By Kristy Alpert
Pack your suitcase but not all the way to the top — on your next trip to the South you’re bound to find lots of things that you want to bring back with you.
When it comes to shopping, Southern cities and towns have a flair for creating authentic retail experiences and welcoming groups of all sizes. Scattered all across the lower continental United States are destinations touting everything from acres of outlet shopping splendor to boutique shops nestled along the cobblestone streets on the National Register of Historic Places.
Whether groups are looking to spend bonding time together or spend some green on their own, here are some of the top Southern shopping hot spots for destination group travel.
Started in 2003 by friends Katie Runnels — a Savannah College of Art and Design (SCAD) graduate — and Amy Zurcher, shopSCAD is a boutique shopper’s paradise with thousands upon thousands of original pieces of artwork available for purchase — or just available for inspiration. The store features everything from jewelry and photography to sweaters and paintings, all made exclusively by SCAD artists.
“Katie and I had been best friends forever, and we had always wanted to create a store full of fabulous things celebrating fashion, art, jewelry and things like that,” explained Zurcher, director of shopSCAD. “When we started looking around, we realized there’s enough talent at SCAD, so the way we would be different is that we’ll limit our offerings to only fine art and designs made by SCAD artists. Everything in the store is from a student, alum, faculty or staff member of SCAD.
We get new work in pretty much every day.
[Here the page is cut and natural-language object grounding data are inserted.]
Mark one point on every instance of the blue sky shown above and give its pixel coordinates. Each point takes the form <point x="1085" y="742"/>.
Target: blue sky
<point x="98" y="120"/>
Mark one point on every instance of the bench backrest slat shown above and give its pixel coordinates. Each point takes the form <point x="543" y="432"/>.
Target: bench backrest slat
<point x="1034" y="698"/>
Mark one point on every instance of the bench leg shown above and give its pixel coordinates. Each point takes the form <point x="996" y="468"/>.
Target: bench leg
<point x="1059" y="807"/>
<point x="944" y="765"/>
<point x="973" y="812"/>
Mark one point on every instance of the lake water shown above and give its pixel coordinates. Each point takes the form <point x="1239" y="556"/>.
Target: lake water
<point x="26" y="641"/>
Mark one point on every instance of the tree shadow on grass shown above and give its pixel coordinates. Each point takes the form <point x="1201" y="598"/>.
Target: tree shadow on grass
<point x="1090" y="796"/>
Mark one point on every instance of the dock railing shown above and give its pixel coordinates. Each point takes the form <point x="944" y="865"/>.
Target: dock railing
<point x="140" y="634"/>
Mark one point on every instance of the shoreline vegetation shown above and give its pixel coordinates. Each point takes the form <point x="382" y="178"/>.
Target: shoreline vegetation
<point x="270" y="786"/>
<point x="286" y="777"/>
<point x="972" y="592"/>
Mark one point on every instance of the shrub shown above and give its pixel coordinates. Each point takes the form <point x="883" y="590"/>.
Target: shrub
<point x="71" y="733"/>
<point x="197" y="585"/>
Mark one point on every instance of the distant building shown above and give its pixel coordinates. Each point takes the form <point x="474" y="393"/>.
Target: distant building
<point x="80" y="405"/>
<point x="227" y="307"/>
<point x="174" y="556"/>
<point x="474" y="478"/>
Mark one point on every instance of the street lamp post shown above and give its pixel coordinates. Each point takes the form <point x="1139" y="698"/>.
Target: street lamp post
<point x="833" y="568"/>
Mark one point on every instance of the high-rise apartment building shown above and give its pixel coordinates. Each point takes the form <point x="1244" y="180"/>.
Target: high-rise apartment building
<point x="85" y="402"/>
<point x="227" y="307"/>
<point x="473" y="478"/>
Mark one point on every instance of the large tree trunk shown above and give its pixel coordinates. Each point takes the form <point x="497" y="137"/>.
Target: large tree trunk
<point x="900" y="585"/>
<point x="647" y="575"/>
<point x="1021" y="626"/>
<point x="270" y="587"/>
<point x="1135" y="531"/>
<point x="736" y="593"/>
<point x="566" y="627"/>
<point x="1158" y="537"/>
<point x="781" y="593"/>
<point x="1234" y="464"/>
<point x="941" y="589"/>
We’ve got such a wide variety of things. We specialize in almost the bizarre. That’s what’s really made us different, special and successful.”
Groups will find one-of-a-kind pieces throughout this creatively designed space, which recently underwent a complete renovation to make the shopping experience more interactive. A massive jewelry case in the center of the store has 15 drawers’ worth of unique jewelry; historic art gallery walls now showcase drawings, paintings and other artwork. Shoppers have the chance to experience as much or as little artwork as they choose to explore.
“What I really enjoy is when I watch people in this shop, the artwork encourages all this dialogue,” she added. “They are not only shopping but they’re having this experience where they’re walking through the artwork and the designs, and they’re discussing it. This year, we renovated the store, and now we have this whole interactive part of the store that’s keeping people in the store longer. It’s made people feel like they’re discovering something, and I think that enhances the shopping experiences.”
Shortly after playing host to the World’s Fair in 1984, the city of New Orleans began developing the fair’s Mississippi waterfront land into what is today known as the Riverwalk Marketplace. Although the mall stretches from the busy steps of Canal Street and has attracted shoppers and tourists alike, it has not undergone any major enhancements since its grand opening in 1986 until now.
“This summer we made the very exciting announcement that Riverwalk will undergo an extensive renovation and reopen as the Outlet Collection at Riverwalk late next year,” said Katie Fauquier, a representative for the Riverwalk Marketplace. “Although the mall will be closed during construction, the Outlet Collection at Riverwalk is expected to open in late 2013.”
The remodeled Riverwalk will feature national and local retailers along with more than 250,000 square feet of shopping space appropriate for groups. The focus of the remodel is to revitalize this historic area into New Orleans’ first upscale downtown outlet, but the planners knew that it wouldn’t be a New Orleans attraction without some good Creole cooking and live music options as well, and made sure to include plenty of space for dining and entertainment. Although there is no set opening date in 2013, Fauquier quipped that it will be well worth the wait for groups looking to spend some time — and money — in New Orleans. More information on the remodel and the reopening plans is available at the company’s website.
From high-end shoes and vintage clothing to fishing gear and artisan treats, King Street in Alexandria, Virginia, has more to offer groups than most amusement parks would have for children. Touted as “historic authenticity with modern shopping,” this street features shops located in historic buildings that date back to George Washington’s time and is located only minutes from that former president’s famous Mount Vernon Estate.
“Knowing you are walking where our nation’s president walked is not something every city can offer,” said Laurie Bledy, group sales manager for the Alexandria Convention and Visitors Association, who also noted that King Street is one of the few shopping destinations listed on the National Register of Historic Places. “My favorite thing about Alexandria shopping is talking to the store owners. There is a real sense of pride and dedication they take to not only make their own store succeed, but the community around them as well. They are personable and offer high-quality merchandise.”
Groups exploring the streets of Alexandria will find everything from boutique shopping at the Shoe Hive to booths where local artists can sell their original pieces at the Torpedo Factory Art Center. The area also boasts great dining options, such as the historic Fish Market, which sells award-winning clam chowder. The La Fromagerie Cheese and Wine Bistro is a great fit for those who may be more inclined to take a load off and sit back with a glass of vino after a fun day spent shopping with friends.
Another key to this city’s success as a shopping destination is that groups shopping along King Street can simply hitch a ride on the free King Street Trolley to give weary arms and legs a rest from struggling with bags filled with recent purchases.